救急車は大きくて高規格なら、それだけで十分と思われがちです。
ただ結論からいうと、狭い道や坂道が多い地域では“普通の救急車だけ”だと危険です。
山形県上山市消防本部は、東北で初めて軽自動車タイプの救急車を導入し、狭い道路でも現場近くまで確実にたどり着き、傷病者への早期接触を目指す運用を始めました。通常は軽救急車と高規格救急車がペアで出動し、現場近くで接触・初期対応を行ったうえで、広い場所で高規格救急車に乗せ換えて搬送する体制です。
■① 最初の結論
軽救急車は「小さいだけの車」と思うと危険。 助かるのは、傷病者に早く触れられる体制です。
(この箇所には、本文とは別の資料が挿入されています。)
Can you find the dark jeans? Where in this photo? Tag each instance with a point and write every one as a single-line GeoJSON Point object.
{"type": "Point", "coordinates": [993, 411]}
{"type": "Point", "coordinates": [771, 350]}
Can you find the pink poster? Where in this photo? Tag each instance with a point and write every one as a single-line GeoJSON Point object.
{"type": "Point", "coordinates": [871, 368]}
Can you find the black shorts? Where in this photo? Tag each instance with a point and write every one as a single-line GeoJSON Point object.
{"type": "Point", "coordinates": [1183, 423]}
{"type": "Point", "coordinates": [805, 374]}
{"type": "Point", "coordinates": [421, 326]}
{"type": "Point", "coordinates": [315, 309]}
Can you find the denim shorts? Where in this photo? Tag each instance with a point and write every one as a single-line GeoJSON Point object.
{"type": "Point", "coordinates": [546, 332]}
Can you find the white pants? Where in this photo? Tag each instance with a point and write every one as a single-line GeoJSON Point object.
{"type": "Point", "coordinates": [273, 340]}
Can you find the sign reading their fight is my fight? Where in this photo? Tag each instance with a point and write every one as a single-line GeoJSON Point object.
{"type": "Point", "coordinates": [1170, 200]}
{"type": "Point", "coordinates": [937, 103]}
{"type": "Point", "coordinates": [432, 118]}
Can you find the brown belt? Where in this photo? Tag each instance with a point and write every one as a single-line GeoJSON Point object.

救急で一番重いのは、病院に着く時間だけではありません。
最初に隊員が傷病者に接触するまでの時間もかなり大事です。
■② なぜ必要なのか
上山のように、城下町や温泉街の古い街並みが残る地域では、
- 道が細い
- 坂道が多い
- 通常の救急車が入りにくい
- 大通りに止めて人力搬送が必要になる
という課題があります。
元消防職員として言うと、こういう地域では
「救急車が出た」ことと「すぐ患者に触れられる」ことは別です。
■③ 何が危ないのか
ここで危ないのは、次の考え方です。
- 大きい救急車の方が高性能だから十分
- 現場まで少し歩けば同じ
- 人力搬送でも何とかなる
- 地域事情は運用でカバーできる
実際には、
- 雨や雪で搬送が遅れる
- 転倒リスクが上がる
- 傷病者の負担が大きい
- 隊員の負担も増える
という問題が出ます。
つまり、
近くまで車両で行けること自体が救急力
です。
■④ 軽救急車の強み
軽救急車の強みは、全部を載せることではありません。
強みは、まず届くことです。
今回の運用のように、
- 軽救急車で狭い道を進む
- 傷病者に早く接触する
- 応急処置を始める
- 広い場所で高規格救急車に引き継ぐ
この流れはかなり現実的です。
防災士として見ても、これは
装備を減らしたのではなく、地域に合わせて役割を分けた
形です。
■⑤ 現場感覚として一番伝えたいこと
被災地派遣や現場活動でも感じましたが、
助かるかどうかを左右するのは、
「完璧な車両」より「早く届く仕組み」です。
特に高齢者の急病や転倒、冬場の路面凍結などでは、
数分の差がかなり重くなることがあります。
だからこそ、
地域に合った救急車を持つことは、遠回りではなく本質的な強化
だと思います。
■まとめ
今回のテーマで大事なのは、
軽救急車は“普通の救急車で十分”と思うと危険。 早期接触できる体制が助かる。
この判断です。
救急は、大きくて高性能なら勝ちではありません。
地域の道幅、地形、雪、街並みまで含めて考える方が強いです。
「すぐ運ぶ」前に「すぐ触れる」。
それが救命率を上げる、かなり現実的な工夫だと思います。